Text Generation Inference (TGI) is a toolkit for deploying and serving Large Language Models (LLMs). TGI enables high-performance text generation for the most popular open-source LLMs, including Llama, Falcon, StarCoder, BLOOM, GPT-NeoX, and [more](https://huggingface.co/docs/text-generation-inference/supported_models). TGI implements many features, such as:
- Simple launcher to serve most popular LLMs
- Production ready (distributed tracing with Open Telemetry, Prometheus metrics)
- Tensor Parallelism for faster inference on multiple GPUs
- Token streaming using Server-Sent Events (SSE)

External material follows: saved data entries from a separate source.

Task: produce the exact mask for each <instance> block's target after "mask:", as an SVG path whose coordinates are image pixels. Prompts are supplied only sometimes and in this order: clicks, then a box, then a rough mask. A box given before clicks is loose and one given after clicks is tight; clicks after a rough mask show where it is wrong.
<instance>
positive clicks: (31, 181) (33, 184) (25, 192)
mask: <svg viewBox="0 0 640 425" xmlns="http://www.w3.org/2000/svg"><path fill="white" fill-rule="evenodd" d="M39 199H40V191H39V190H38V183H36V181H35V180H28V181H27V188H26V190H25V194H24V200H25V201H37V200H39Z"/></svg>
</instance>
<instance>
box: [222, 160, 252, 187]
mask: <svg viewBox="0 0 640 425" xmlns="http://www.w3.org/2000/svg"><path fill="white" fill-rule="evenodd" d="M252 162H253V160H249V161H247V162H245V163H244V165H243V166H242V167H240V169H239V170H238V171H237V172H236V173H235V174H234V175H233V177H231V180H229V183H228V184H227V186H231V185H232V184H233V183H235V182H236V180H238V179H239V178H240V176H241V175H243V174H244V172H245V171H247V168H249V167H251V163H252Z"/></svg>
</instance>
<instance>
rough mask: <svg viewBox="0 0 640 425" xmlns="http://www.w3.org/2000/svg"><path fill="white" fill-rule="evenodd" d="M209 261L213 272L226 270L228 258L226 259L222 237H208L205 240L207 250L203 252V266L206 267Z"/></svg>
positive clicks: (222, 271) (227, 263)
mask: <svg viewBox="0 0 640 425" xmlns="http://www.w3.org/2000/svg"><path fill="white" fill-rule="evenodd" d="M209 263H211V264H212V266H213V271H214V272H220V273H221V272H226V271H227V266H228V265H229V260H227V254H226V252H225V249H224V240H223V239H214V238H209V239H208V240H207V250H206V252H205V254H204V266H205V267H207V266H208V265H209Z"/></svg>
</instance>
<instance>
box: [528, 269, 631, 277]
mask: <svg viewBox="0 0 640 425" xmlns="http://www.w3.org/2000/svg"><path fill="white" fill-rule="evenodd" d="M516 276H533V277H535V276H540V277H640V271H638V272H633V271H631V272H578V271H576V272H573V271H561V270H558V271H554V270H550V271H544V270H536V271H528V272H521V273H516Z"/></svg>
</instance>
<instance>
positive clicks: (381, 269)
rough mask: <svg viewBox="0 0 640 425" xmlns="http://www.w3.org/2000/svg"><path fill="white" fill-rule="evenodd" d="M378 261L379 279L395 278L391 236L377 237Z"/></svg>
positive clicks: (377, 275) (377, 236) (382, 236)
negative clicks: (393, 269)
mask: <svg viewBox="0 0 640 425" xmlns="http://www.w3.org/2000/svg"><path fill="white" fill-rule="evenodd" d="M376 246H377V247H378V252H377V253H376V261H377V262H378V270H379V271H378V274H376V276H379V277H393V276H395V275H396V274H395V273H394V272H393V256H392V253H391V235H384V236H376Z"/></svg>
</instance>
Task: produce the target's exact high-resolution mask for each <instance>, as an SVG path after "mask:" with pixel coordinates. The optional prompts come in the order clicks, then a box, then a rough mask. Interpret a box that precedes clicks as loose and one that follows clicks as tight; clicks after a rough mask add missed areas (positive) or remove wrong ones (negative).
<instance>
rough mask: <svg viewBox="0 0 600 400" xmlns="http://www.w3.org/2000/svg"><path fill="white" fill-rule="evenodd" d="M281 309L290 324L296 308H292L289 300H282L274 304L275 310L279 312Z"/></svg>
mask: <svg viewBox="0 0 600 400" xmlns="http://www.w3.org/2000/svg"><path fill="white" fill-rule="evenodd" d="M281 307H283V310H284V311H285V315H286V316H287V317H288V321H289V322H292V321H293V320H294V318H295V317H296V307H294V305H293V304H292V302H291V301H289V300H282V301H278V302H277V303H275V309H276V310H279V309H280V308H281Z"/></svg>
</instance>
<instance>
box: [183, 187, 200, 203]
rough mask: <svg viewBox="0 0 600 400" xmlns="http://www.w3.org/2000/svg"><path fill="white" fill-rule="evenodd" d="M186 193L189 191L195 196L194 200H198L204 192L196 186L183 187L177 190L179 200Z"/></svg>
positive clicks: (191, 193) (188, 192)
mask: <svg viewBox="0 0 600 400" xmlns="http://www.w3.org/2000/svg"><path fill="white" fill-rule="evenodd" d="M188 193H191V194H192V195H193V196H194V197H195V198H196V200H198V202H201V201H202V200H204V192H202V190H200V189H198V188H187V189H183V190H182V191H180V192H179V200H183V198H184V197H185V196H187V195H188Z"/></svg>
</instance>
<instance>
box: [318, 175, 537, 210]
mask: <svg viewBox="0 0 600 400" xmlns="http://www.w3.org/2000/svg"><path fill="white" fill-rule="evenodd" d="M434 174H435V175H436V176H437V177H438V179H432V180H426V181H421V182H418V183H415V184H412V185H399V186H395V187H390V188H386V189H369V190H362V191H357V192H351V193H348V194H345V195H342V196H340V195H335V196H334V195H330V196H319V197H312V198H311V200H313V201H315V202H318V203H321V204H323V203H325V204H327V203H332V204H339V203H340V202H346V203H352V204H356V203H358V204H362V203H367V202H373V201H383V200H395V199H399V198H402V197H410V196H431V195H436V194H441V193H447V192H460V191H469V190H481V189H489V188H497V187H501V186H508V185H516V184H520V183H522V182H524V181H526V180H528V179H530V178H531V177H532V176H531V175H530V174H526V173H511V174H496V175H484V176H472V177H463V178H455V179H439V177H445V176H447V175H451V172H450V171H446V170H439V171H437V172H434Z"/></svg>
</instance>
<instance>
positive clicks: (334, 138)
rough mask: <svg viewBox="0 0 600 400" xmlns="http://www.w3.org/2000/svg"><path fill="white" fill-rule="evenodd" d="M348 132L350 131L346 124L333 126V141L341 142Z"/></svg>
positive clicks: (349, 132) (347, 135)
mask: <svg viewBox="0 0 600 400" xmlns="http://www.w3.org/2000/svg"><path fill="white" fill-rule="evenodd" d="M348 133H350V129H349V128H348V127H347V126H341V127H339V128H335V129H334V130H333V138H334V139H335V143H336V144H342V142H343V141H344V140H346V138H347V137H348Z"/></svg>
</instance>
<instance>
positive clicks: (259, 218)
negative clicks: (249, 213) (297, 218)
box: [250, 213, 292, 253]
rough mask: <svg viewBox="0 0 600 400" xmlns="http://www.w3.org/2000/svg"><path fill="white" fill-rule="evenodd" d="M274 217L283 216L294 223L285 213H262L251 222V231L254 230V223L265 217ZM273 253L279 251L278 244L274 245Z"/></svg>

- Continuous batching of incoming requests for increased total throughput
- Optimized transformers code for inference using [Flash Attention](https://github.com/HazyResearch/flash-attention) and [Paged Attention](https://github.com/vllm-project/vllm) on the most popular architectures
-[Guidance/JSON](https://huggingface.co/docs/text-generation-inference/conceptual/guidance). Specify output format to speed up inference and make sure the output is valid according to some specs..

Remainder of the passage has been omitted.